The Furthest Extension of Human Empathy
The greatest illusion of this world is the illusion of separation. Things you think are separate and different are actually one and the same…We are all one people, but we live as if divided. – Guru Pathik
“Beneath our official titles, positions and identities we are really mothers and fathers, sisters and brothers, and each of us is somebody’s child.”- Severn Cullis-Suzuki, 11 yr old girl at UN “Girl who silenced the world for five minutes”
Peter Likins, author of A New American Family: A Love Story came to speak at the University of Wisconsin-Madison about the lessons he learned from raising six children, (all adopted) with his partner. I was struck by how he framed adoption as the furthest extension of human empathy- to care for another’s child as if they were your own -which illuminates the Kindred Community tagline – “One Family, One World”. He challenged us to consider where we draw the limitations on our empathy and to explore the origins and reasons of these limitations that we have set.

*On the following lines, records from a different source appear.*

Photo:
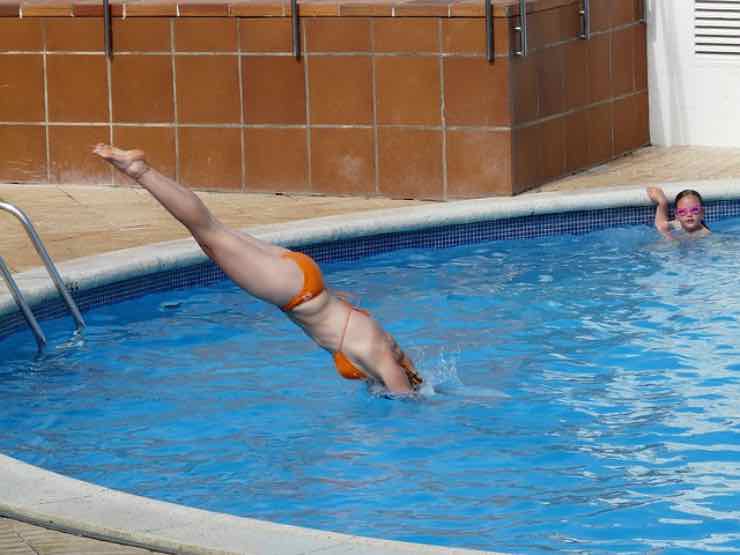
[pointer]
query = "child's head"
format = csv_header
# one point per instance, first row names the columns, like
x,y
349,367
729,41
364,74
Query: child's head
x,y
690,210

The truth is that there is something special, divine, and powerful about familial relationships. Familial relationships can be strictly defined as those who are of the same bloodline as yourself, yet the idea of fictive kin, (individuals who are unrelated by birth or marriage whose kinship with another individual is so emotionally strong that they become as much a part of a family as other family members) challenges our boundaries of family and proposes that, in fact, the boundaries of a family can be endless and fluid. As Peter Likins said, we have agency to define this. We define family and I feel fortunate to have friends and mentors who I consider to be just as much my brothers and sisters as my brother and my sister.
The social relations and organization of families are fascinating to me – many families have a more powerful bond than any other relationship (think of John Q, starring Denzel Washington, where a Dad is willing to give his son his heart in order to save his son’s life), they typically share economic and social resources and many try to reciprocally support one another despite differences in power and status. And I apply the model of a family and familial relationships to my outlook on social change.
Most individuals who are working for social change are working with individuals with less privilege than themselves, and this is especially true if you are an adult working with children. Relationships across differences of power and privilege become problematic when the “needs” of the underprivileged define the relationship, and the needs of the privileged are unidentified. True solidarity across difference requires a deep and authentic relationship, which is very different than most activism that involves a one- sided exchange of resources. Building these relationships should be primary, even though these relationships typically take a bit of extra conscious and effort-ful work as we tend to build close relationships with those with similar social identities as us, if deep relationships are valued and constructed, then the “needs” of each individual can be met through the conduit of this relationship. We can meet each others needs as many families do, in a selfless way that at its core is dependent upon the unbreakable bond of unconditional love.
Building these authentic and deep relationships with children can be very challenging. Yet, we can take on Peter Likins challenge to explore the limits of our empathy and attempt to expand our “family” to include more children, people, other creatures, and beings, everything and everyone…maybe empathy is more elastic than we ever thought, and maybe as the quote above notes we really are one and our separation is an illusion!
Let’s reflect on our relationships with children. We can be more conscious of why we are drawn to some children and critically question the source of our challenge to connect with and feel empathy for other children. We can reflect on the relationships we have with children in our family (whether they are cousins,siblings, etc) and push ourselves to see our students and other youth we work with everyday as extended family. Could we someday see each child as a part of our family? How might this affect the way that we relate with children?